Spicy Chicken Stew with Vegetables
Need a good idea for a nourishing family dinner? Try this mildly spicy chicken stew with green peppers, beans and carrots - the family will love its rich, tasty gravy and gentle curry flavours. Serve with pap or rice.
- 15 ml (1 Tbsp) vegetable oil
- 6 chicken pieces
- 1 onion, finely chopped
- 1 green pepper, finely chopped
- 15 ml (1 Tbsp) Rajah Flavourful & Mild Curry Powder
- 3 carrots, peeled and sliced
- 500 ml (2 cups) water
- 1 Knorrox Chicken Stock Cube
- 250 grams (1 cup) green beans, trimmed and cut in half
- 30 ml (2 Tbsp) Knorr Minestrone Soup
- Heat the oil in a medium-sized pot and fry the chicken pieces until well browned on all sides. Remove from the pot and set aside.

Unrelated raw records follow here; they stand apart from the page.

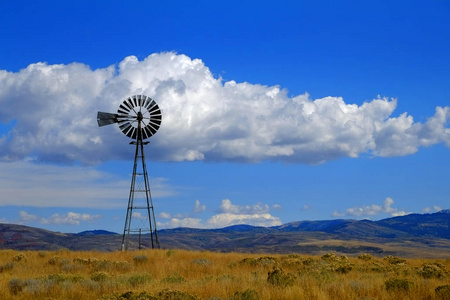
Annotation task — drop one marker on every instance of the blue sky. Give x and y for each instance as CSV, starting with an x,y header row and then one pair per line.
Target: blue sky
x,y
273,112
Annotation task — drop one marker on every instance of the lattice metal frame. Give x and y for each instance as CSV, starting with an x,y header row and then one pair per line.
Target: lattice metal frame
x,y
139,117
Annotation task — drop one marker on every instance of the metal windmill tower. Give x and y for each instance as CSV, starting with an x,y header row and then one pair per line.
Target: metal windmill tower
x,y
139,117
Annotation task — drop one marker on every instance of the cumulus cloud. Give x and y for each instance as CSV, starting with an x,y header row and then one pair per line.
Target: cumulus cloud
x,y
69,218
49,113
372,210
198,208
27,183
429,209
25,217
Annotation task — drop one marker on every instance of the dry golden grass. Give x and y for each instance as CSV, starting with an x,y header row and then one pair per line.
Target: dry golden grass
x,y
178,274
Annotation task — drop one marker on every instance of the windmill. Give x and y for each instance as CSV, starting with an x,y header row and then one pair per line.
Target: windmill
x,y
139,117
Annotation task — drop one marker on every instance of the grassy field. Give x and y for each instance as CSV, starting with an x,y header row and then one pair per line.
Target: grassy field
x,y
179,274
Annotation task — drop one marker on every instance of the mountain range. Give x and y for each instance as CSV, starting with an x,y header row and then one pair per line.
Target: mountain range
x,y
413,235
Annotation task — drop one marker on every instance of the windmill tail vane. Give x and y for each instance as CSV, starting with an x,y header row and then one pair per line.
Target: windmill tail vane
x,y
138,117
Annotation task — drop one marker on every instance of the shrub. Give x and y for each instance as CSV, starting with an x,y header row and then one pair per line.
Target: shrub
x,y
140,259
344,269
278,277
432,271
20,257
175,278
6,267
137,279
53,261
394,260
330,257
100,277
248,294
129,296
443,292
397,284
175,295
202,262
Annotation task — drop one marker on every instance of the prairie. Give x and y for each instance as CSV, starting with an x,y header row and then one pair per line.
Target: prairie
x,y
181,274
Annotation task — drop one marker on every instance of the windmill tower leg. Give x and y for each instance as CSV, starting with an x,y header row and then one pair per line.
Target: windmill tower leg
x,y
140,216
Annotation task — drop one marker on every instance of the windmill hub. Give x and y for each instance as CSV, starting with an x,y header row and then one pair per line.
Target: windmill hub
x,y
139,117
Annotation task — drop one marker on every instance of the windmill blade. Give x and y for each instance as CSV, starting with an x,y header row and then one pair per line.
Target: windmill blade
x,y
106,118
144,133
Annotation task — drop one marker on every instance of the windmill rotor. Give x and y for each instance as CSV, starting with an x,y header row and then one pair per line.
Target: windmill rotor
x,y
138,116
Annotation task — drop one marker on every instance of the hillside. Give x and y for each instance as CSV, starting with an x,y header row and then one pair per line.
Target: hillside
x,y
425,235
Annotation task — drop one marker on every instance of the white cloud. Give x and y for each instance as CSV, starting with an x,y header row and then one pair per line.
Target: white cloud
x,y
435,209
228,219
184,222
226,207
228,214
52,109
276,206
198,208
164,215
306,207
372,210
70,218
25,217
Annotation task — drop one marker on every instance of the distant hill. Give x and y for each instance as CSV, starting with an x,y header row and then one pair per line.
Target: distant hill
x,y
420,235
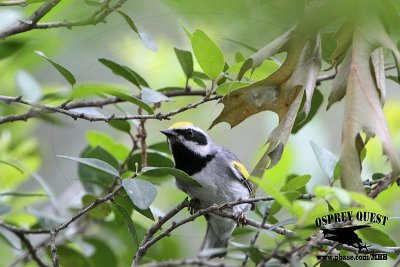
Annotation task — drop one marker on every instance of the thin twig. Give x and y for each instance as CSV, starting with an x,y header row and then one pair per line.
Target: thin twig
x,y
32,23
81,115
188,262
32,251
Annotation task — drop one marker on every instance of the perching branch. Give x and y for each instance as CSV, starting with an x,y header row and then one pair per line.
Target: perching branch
x,y
32,22
67,109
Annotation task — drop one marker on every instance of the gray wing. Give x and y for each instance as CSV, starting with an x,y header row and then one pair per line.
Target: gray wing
x,y
230,157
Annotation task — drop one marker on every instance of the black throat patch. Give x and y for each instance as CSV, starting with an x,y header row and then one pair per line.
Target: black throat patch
x,y
188,161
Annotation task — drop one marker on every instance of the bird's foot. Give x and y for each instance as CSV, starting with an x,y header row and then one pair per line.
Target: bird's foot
x,y
241,218
194,206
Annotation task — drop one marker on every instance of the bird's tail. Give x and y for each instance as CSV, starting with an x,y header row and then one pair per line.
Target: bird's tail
x,y
218,232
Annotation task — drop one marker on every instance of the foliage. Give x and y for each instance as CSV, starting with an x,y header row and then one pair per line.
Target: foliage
x,y
122,210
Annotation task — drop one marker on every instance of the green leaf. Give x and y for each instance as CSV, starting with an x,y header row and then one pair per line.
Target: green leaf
x,y
296,183
326,160
108,143
63,71
124,201
142,193
28,86
151,96
90,89
228,87
154,158
95,163
4,209
123,126
146,39
103,255
8,48
208,55
270,189
129,223
186,31
71,258
377,236
251,48
178,174
377,176
18,194
186,60
342,195
100,211
199,82
95,180
161,146
124,72
276,206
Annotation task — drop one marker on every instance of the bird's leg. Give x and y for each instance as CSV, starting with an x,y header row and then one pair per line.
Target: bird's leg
x,y
241,218
194,206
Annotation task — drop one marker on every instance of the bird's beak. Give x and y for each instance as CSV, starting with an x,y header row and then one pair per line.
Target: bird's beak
x,y
169,133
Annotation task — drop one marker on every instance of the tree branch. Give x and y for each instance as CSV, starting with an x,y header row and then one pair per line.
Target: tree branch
x,y
22,26
81,115
188,262
98,16
21,234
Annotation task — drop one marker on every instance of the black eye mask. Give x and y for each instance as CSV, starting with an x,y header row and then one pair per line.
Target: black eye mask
x,y
192,135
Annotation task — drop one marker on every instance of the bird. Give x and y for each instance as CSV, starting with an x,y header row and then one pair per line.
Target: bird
x,y
223,178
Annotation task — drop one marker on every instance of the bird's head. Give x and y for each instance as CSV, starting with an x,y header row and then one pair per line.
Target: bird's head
x,y
185,134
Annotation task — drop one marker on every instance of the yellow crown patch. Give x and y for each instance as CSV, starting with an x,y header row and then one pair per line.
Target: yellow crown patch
x,y
180,124
240,167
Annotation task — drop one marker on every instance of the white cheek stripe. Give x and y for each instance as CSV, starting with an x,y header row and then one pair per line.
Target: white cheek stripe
x,y
202,150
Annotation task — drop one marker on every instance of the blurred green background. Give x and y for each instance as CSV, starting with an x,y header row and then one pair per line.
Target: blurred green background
x,y
36,143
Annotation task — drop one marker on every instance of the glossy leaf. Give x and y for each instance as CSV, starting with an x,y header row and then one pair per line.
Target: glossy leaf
x,y
185,60
95,163
302,118
9,48
278,196
150,96
142,193
104,255
63,71
98,89
146,39
326,160
208,55
129,223
71,257
124,72
229,87
100,211
199,82
296,183
12,165
123,126
28,86
95,180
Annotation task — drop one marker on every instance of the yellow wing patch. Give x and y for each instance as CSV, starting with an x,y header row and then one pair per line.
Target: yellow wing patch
x,y
180,124
240,167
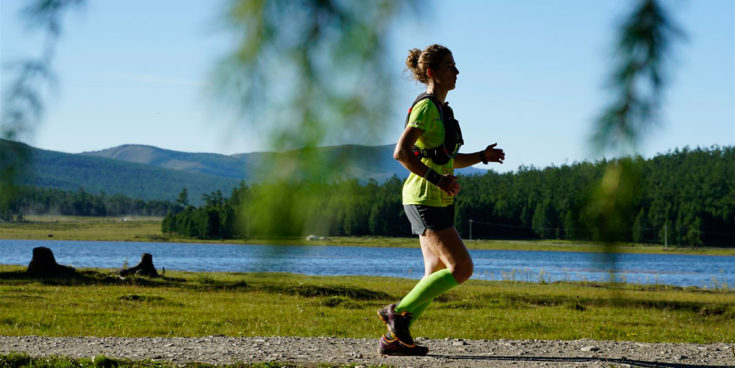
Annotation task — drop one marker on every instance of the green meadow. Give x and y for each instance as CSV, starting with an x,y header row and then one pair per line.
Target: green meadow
x,y
96,303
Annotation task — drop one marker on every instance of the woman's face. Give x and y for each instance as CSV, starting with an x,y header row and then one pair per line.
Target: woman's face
x,y
445,75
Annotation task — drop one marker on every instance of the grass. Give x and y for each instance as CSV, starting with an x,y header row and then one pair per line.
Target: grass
x,y
23,360
148,229
266,304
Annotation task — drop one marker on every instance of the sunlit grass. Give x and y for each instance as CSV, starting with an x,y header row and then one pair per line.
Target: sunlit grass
x,y
23,360
234,304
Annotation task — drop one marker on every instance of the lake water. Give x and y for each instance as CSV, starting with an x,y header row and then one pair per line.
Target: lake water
x,y
671,269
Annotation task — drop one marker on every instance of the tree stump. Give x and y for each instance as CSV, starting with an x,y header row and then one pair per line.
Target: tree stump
x,y
144,268
44,264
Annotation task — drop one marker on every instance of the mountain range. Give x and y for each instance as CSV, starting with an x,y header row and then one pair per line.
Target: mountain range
x,y
149,172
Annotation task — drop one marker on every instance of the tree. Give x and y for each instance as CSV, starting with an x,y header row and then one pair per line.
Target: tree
x,y
640,226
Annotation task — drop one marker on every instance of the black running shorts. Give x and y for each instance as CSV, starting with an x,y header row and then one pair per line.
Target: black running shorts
x,y
427,217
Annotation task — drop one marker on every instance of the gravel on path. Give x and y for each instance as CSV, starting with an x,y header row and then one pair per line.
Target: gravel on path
x,y
310,351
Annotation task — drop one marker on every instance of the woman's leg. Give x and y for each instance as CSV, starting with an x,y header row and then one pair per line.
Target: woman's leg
x,y
450,262
432,263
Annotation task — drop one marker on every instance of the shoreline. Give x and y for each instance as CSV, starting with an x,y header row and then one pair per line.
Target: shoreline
x,y
148,229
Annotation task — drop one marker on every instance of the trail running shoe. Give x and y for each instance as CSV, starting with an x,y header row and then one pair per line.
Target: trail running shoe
x,y
386,346
397,324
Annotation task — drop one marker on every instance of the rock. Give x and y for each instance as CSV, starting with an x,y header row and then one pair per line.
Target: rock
x,y
44,264
144,268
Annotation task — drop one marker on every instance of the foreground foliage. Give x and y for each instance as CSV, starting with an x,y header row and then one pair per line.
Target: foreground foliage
x,y
233,304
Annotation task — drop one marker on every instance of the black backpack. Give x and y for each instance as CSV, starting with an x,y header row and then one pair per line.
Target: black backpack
x,y
452,134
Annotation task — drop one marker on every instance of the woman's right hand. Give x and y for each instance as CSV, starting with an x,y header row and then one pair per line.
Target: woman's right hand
x,y
449,185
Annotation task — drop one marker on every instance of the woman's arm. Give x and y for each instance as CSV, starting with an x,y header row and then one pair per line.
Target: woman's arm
x,y
403,153
490,154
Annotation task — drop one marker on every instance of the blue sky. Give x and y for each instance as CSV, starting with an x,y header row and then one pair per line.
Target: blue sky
x,y
531,77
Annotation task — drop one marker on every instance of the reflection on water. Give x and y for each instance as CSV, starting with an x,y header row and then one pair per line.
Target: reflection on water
x,y
531,266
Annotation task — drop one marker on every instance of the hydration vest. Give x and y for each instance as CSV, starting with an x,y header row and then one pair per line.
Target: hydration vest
x,y
452,134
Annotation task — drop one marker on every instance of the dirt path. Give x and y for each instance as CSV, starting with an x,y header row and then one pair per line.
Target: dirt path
x,y
444,353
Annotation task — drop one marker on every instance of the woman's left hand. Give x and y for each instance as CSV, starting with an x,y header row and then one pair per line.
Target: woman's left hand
x,y
492,154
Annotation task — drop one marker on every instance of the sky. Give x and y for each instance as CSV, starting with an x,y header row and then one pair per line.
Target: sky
x,y
532,76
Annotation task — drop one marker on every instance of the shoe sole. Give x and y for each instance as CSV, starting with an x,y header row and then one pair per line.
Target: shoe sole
x,y
385,321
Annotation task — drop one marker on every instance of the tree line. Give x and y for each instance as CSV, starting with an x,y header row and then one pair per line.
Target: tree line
x,y
38,200
685,197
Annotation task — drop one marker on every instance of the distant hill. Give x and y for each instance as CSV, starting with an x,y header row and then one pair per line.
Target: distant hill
x,y
96,174
148,172
365,162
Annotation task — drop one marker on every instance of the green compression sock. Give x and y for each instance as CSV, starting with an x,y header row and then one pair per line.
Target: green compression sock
x,y
426,290
419,311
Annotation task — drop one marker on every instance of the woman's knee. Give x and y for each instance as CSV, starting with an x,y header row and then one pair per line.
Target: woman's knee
x,y
462,271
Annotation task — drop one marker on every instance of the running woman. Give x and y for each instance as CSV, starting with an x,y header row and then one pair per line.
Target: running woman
x,y
428,149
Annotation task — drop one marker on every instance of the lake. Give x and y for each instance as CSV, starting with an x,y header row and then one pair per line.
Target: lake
x,y
534,266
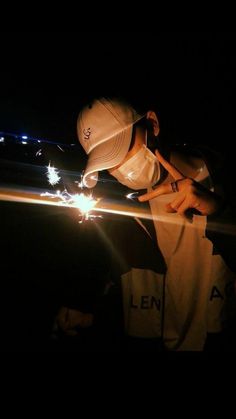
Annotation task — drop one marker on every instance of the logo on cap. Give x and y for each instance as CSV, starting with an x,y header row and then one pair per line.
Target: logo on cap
x,y
87,132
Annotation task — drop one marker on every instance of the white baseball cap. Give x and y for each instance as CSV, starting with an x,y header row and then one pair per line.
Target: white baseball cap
x,y
104,129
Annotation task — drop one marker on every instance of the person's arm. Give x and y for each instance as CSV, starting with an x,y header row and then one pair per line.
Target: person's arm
x,y
191,197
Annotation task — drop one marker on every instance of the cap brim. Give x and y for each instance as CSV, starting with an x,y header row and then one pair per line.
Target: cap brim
x,y
107,155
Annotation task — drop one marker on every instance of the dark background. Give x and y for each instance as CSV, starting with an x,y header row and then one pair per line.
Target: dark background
x,y
45,77
188,76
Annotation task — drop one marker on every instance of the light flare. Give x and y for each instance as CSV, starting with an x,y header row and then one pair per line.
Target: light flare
x,y
52,175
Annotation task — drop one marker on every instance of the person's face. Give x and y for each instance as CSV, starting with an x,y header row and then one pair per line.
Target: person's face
x,y
139,138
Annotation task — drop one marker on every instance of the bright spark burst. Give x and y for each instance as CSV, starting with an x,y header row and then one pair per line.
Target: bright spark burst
x,y
84,203
52,175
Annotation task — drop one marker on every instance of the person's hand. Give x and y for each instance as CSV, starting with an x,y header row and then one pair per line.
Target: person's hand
x,y
68,319
188,195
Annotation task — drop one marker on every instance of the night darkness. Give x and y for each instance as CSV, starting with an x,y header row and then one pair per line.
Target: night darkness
x,y
45,77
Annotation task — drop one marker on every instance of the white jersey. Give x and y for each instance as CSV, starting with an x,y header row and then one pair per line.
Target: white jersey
x,y
196,279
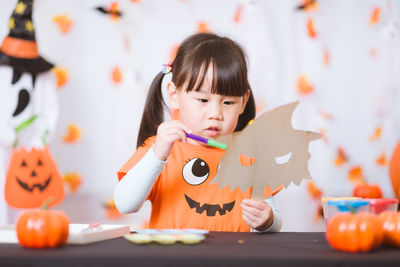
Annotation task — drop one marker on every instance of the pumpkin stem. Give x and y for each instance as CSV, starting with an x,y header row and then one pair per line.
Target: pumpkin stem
x,y
46,203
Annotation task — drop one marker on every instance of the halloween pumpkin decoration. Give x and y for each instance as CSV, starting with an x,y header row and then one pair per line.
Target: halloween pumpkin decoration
x,y
275,153
32,178
42,228
354,232
394,170
367,191
391,228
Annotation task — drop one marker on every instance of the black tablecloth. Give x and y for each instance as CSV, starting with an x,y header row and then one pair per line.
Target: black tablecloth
x,y
219,249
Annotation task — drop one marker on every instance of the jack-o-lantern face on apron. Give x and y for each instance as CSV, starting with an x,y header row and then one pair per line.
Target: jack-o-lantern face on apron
x,y
195,173
32,178
206,200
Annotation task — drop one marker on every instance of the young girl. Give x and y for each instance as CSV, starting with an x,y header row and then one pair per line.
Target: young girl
x,y
211,94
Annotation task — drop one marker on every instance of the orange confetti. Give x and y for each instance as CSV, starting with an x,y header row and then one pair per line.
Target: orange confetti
x,y
374,19
63,22
203,27
376,135
309,5
323,133
341,157
311,29
172,53
326,57
73,134
355,175
303,86
73,180
61,76
237,18
114,11
381,160
116,75
313,190
111,210
246,161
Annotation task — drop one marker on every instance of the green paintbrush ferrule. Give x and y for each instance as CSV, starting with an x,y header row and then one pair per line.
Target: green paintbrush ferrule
x,y
217,144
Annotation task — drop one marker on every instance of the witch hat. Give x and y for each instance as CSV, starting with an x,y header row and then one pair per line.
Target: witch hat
x,y
19,48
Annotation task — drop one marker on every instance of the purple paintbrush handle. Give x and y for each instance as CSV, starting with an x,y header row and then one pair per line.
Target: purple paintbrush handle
x,y
197,138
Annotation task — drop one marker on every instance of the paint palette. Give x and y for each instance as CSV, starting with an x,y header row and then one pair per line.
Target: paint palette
x,y
167,236
78,233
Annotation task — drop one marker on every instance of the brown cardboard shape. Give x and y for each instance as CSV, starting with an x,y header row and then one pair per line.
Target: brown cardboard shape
x,y
268,152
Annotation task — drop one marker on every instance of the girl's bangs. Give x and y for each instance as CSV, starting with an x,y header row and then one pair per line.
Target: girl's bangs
x,y
229,73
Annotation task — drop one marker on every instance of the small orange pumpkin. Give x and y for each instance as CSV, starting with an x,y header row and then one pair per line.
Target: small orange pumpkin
x,y
391,228
32,177
42,228
394,170
354,232
367,191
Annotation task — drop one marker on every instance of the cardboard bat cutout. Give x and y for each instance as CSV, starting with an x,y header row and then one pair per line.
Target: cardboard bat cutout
x,y
268,152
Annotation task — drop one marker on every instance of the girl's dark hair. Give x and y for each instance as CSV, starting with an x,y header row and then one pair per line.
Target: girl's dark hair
x,y
194,57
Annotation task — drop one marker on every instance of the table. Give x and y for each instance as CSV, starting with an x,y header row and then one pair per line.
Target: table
x,y
219,249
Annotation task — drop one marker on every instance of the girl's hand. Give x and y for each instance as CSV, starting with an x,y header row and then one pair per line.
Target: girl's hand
x,y
167,133
257,214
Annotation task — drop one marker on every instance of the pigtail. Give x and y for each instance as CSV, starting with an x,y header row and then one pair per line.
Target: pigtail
x,y
153,114
248,114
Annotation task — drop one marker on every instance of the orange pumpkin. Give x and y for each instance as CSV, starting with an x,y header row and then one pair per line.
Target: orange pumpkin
x,y
32,178
391,228
394,170
42,228
354,232
367,191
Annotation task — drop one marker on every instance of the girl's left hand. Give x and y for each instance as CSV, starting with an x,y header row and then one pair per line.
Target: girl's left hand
x,y
257,214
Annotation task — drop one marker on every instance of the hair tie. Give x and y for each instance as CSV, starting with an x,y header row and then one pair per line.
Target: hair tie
x,y
167,68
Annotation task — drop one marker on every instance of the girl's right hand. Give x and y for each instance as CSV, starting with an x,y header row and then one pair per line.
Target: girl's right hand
x,y
167,133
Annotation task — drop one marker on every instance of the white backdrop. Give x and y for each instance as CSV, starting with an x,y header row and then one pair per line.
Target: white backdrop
x,y
359,87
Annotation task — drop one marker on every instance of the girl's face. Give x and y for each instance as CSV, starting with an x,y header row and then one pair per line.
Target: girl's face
x,y
206,114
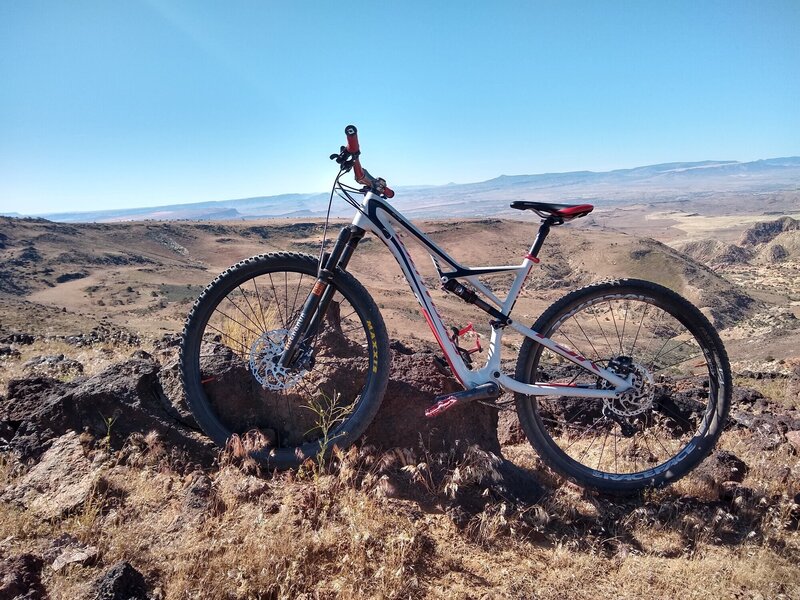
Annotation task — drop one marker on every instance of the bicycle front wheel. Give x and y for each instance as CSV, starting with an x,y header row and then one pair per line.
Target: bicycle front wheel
x,y
664,425
234,384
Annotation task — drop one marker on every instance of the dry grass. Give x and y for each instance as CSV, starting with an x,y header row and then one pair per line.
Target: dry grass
x,y
337,534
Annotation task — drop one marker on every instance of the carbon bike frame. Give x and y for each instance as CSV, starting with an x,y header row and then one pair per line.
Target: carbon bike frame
x,y
377,215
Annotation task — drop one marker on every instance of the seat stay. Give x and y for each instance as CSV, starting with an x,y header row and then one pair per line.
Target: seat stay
x,y
375,214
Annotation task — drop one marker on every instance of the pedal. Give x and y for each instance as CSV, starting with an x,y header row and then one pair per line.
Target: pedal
x,y
442,365
485,391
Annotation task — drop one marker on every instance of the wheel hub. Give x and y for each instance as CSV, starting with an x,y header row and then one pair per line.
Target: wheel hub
x,y
636,399
265,355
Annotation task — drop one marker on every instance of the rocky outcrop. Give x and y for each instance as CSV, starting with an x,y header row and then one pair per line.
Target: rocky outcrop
x,y
42,414
20,578
124,399
414,382
715,253
58,484
121,582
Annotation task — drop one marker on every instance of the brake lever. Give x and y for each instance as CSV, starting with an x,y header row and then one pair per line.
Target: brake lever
x,y
345,159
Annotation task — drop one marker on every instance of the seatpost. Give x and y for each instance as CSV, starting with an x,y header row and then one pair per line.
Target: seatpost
x,y
541,235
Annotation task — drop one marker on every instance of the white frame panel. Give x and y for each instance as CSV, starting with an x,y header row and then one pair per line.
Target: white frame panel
x,y
375,216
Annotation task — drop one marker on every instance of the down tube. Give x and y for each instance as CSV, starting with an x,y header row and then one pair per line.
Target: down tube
x,y
398,250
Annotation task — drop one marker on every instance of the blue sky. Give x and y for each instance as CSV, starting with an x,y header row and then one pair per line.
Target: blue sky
x,y
110,104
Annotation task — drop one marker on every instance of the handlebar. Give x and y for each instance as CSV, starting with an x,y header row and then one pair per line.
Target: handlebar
x,y
361,174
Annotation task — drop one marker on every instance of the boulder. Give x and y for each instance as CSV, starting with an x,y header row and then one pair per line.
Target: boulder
x,y
414,382
121,582
124,399
20,578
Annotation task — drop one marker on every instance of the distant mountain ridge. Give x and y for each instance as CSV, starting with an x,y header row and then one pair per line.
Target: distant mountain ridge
x,y
679,182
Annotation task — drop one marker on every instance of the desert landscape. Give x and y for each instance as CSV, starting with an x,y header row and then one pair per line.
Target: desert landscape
x,y
109,488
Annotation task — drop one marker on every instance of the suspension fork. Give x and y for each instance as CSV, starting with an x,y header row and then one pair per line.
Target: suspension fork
x,y
316,305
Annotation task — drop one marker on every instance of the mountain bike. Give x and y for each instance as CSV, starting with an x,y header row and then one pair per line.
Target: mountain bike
x,y
619,385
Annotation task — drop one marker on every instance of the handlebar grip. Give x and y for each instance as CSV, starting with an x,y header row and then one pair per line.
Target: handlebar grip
x,y
352,139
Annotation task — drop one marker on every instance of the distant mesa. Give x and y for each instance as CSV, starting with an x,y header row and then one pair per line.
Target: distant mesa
x,y
761,233
776,180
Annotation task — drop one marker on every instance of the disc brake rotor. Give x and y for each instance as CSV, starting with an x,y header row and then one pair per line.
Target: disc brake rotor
x,y
264,362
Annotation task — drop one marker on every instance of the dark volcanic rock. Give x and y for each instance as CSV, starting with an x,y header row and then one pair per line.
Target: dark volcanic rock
x,y
20,578
722,466
121,582
414,383
126,398
63,278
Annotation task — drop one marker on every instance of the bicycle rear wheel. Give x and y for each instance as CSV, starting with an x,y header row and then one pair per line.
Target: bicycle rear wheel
x,y
670,419
233,337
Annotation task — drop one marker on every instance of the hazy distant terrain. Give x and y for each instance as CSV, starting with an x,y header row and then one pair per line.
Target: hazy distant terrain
x,y
90,312
763,186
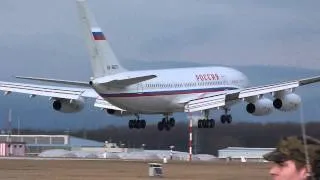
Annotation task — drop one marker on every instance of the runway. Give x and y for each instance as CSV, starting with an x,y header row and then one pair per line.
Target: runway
x,y
76,169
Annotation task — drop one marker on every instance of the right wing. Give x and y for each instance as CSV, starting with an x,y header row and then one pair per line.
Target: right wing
x,y
56,92
220,100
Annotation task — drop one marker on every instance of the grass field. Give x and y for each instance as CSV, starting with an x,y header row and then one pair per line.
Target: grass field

- Add the onion and green pepper and fry until soft.
- Add the Rajah Flavourful & Mild curry powder and fry for 1 minute, stirring constantly.
- Add the carrots, water and Knorrox stock cube to the pot, along with the chicken pieces. Bring to the boil then reduce the heat and simmer, covered, for 25 minutes.
- Add the green beans and simmer for a further 15 minutes or until the chicken is tender and the beans are cooked.
- Mix the soup powder with a little water to form a smooth paste. Add this to the stew, stir well and simmer for a further 5 minutes, or until thickened.
- Serve with rice or pap, and peas or creamed spinach on the side.